Enhancing the NIR shielding ability and controlling the surface wettability of RF magnetron sputter deposited WO3-x thin films by tuning the oxygen vacancies

Abstract

Enhancement in the near-infrared (NIR) shielding property of tungsten oxide (WO3-x, 0 < x < 1) thin films by the induction of further oxygen vacancies via vacuum annealing is discussed in this work. The property is comprehensively analysed by UV–Vis–NIR spectroscopy and variable angle spectroscopic ellipsometry techniques. From transmittance spectra, an average visible transmittance of ∼48% along with an average NIR transmittance of ∼15% (with Tvis/Tsol ratio of 1.49) is obtained for WO3-x thin films vacuum annealed at 500 °C for 1.5 h. The pronounced NIR absorption is attributed to the enhanced polaron absorption and surface plasmon resonance effects produced by the increased oxygen vacancies in the film.
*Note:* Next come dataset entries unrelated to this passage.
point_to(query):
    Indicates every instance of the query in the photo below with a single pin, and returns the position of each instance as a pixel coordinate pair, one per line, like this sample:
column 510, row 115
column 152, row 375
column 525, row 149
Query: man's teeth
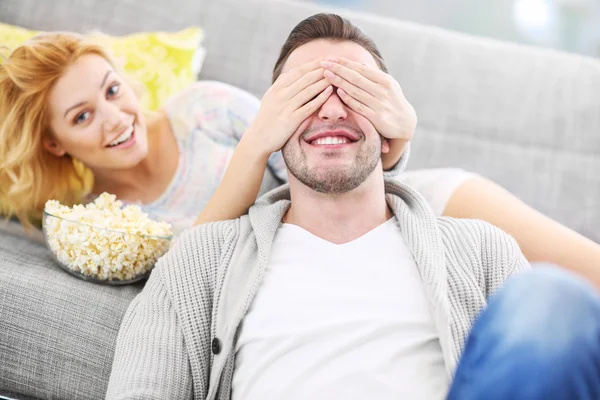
column 123, row 137
column 332, row 140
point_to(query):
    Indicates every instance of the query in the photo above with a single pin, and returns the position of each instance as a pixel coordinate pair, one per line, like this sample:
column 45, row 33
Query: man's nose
column 333, row 109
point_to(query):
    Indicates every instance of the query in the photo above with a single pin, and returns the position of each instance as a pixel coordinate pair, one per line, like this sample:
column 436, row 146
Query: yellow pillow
column 164, row 62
In order to realize their potential as energy saving window coatings, thermal shielding test is performed in which vacuum annealed WO3-x thin films could restraint the indoor temperature of the heat box efficiently. X-ray diffractometry, field emission scanning electron microscopy, Raman spectroscopy and X-ray photoelectron spectroscopy measurements were also performed on the films for elucidating structural, morphological, and compositional characteristics. In addition, contact angle measurements revealed that vacuum annealing could reduce the surface wettability of WO3-x thin films considerably. The present work is significant in the field of development of NIR shielding materials for energy conserving smart window applications, especially for buildings and automobiles.